Le gouvernement du Québec ne devrait pas emboîter le pas du gouvernement fédéral en faisant passer le plafond de cotisation de 5 500 dollars à 10 000 dollars par année. Il devrait même complètement annuler l’abri fiscal offert par le CELI au Québec.

Peu utile

À première vue, le CELI est un immense succès. D’après les dernières statistiques de l’Agence du revenu du Canada (ARC), 9,6 millions de Canadiens cotisaient à un CELI en 2012. C’est plus qu’un adulte sur trois !

Mais le CELI est peu utile, car il ne fait potentiellement que déplacer les épargnes. La recherche indique que les incitatifs fiscaux à l’épargne, dans une grande majorité des cas, ne font que déplacer l’épargne de comptes taxés vers des comptes placés à l’abri des taxes.

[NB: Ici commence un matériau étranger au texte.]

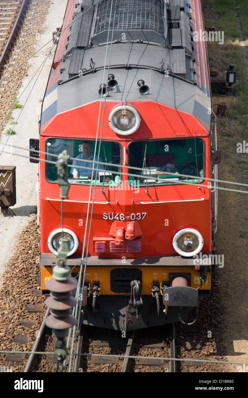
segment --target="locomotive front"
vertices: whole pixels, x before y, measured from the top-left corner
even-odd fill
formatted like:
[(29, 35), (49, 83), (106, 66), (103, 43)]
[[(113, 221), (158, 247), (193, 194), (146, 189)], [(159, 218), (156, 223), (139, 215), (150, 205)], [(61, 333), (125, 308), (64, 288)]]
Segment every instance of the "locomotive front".
[[(64, 26), (72, 24), (56, 50), (40, 146), (47, 160), (64, 149), (76, 158), (63, 230), (72, 275), (86, 242), (83, 323), (187, 324), (209, 294), (216, 226), (203, 179), (211, 177), (211, 102), (205, 43), (192, 39), (204, 30), (194, 2), (75, 1), (73, 14), (68, 6)], [(55, 166), (41, 162), (39, 172), (46, 293), (61, 199)]]

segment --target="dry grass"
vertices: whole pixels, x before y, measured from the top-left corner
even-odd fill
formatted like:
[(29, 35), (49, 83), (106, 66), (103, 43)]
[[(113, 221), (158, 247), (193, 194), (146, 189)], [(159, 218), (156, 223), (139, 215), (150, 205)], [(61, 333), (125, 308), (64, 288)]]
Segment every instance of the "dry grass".
[[(244, 36), (247, 40), (247, 0), (203, 2), (205, 27), (214, 25), (217, 30), (224, 31), (224, 44), (207, 43), (209, 67), (216, 69), (219, 75), (225, 76), (229, 63), (234, 64), (237, 70), (236, 82), (232, 94), (213, 97), (215, 112), (216, 104), (220, 102), (227, 103), (226, 116), (218, 117), (217, 119), (218, 147), (221, 150), (218, 177), (221, 179), (247, 183), (248, 154), (236, 151), (238, 142), (244, 140), (248, 142), (248, 86), (238, 41), (236, 24), (238, 9), (236, 6), (240, 7)], [(226, 310), (222, 316), (221, 339), (229, 361), (248, 361), (247, 208), (247, 194), (218, 191), (218, 229), (215, 238), (218, 252), (224, 255), (225, 265), (217, 271), (220, 293), (217, 299)], [(219, 349), (221, 348), (219, 347)], [(234, 365), (233, 371), (237, 371), (236, 368)]]

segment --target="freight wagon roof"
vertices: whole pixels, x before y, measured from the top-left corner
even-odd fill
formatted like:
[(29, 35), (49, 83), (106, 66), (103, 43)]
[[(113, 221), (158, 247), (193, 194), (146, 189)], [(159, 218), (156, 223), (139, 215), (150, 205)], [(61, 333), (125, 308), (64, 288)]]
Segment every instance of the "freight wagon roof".
[[(82, 5), (74, 0), (70, 8), (69, 2), (63, 27), (71, 24), (59, 39), (41, 126), (57, 113), (100, 99), (110, 19), (106, 65), (107, 70), (113, 33), (109, 73), (118, 86), (106, 100), (154, 101), (193, 115), (210, 131), (206, 43), (193, 40), (194, 31), (204, 30), (201, 2), (167, 1), (116, 0), (115, 8), (113, 0), (112, 10), (111, 0), (85, 0)], [(150, 88), (147, 95), (139, 93), (141, 79)]]

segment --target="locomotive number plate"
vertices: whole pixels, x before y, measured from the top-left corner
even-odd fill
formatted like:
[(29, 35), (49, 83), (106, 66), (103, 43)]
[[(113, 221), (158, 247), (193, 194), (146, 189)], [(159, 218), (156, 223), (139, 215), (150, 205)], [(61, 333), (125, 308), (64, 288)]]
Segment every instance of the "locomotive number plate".
[(144, 220), (146, 215), (143, 213), (132, 213), (124, 214), (124, 213), (103, 213), (103, 220), (113, 220), (121, 221), (133, 221), (135, 220)]

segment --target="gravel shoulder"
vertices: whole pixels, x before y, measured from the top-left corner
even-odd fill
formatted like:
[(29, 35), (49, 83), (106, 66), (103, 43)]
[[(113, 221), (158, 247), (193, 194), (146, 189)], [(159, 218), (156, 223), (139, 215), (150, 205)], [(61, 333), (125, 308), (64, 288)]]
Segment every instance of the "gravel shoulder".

Dans une étude publiée par le National Bureau of Economic Research, Raj Chetty et ses coauteurs estiment que 85 % des contribuables sont passifs dans leurs décisions d’épargne, et qu’ils sont donc peu influencés par les incitatifs fiscaux. Ce 85 % est aussi typiquement celui qui économise le moins d’argent et qui doit être le plus influencé. L’autre 15 % — les épargnants plus « actifs » — sont aussi peu influencés, car ils économiseront beaucoup d’argent avec ou sans incitatifs.

Injuste

Le CELI est injuste, car il ne bénéficie qu’aux gagnants de la loterie boursière.

Pourquoi ? Parce qu’il ne permet d’éviter les impôts que sur les gains de capitaux et sur les revenus d’intérêt. Le malchanceux qui placera l’argent de son CELI dans des investissements à rendement nul ou négatif ne bénéficiera donc en rien de l’abri fiscal que suggère cet outil d’épargne.

Par contre, le chanceux qui réussit à faire quadrupler ses avoirs — en choisissant les bonnes actions ou les bons fonds de placement à acheter, par exemple — en bénéficiera beaucoup. Ce « fortuné » a, évidemment, moins besoin d’un abri fiscal que le malchanceux, ce qui rend le CELI injuste par construction.

Ensuite, les contribuables à revenu élevé font face à des taux d’imposition beaucoup plus considérables. Ils profitent alors beaucoup plus que les autres de cet abri fiscal que représente le CELI.

Coûteux pour les générations futures

Joe Oliver, le ministre des Finances, l’a dit lui-même : le CELI coûtera de plus en plus cher au fisc fédéral. D’après le gouvernement Harper, la hausse du plafond du CELI de 5 500 dollars à 10 000 dollars ne coûtera que 85 millions cette année… mais cette somme quadruplera d’ici quelques années et pourrait atteindre plusieurs milliards d’ici quelques décennies. Voilà donc un problème que devra régler la petite-fille de Stephen Harper, a illustré le ministre des Finances.

Bref, cette hausse du plafond est l’exemple parfait d’une politique injuste envers les générations futures, car ses vrais coûts ne seront ressentis que plus tard.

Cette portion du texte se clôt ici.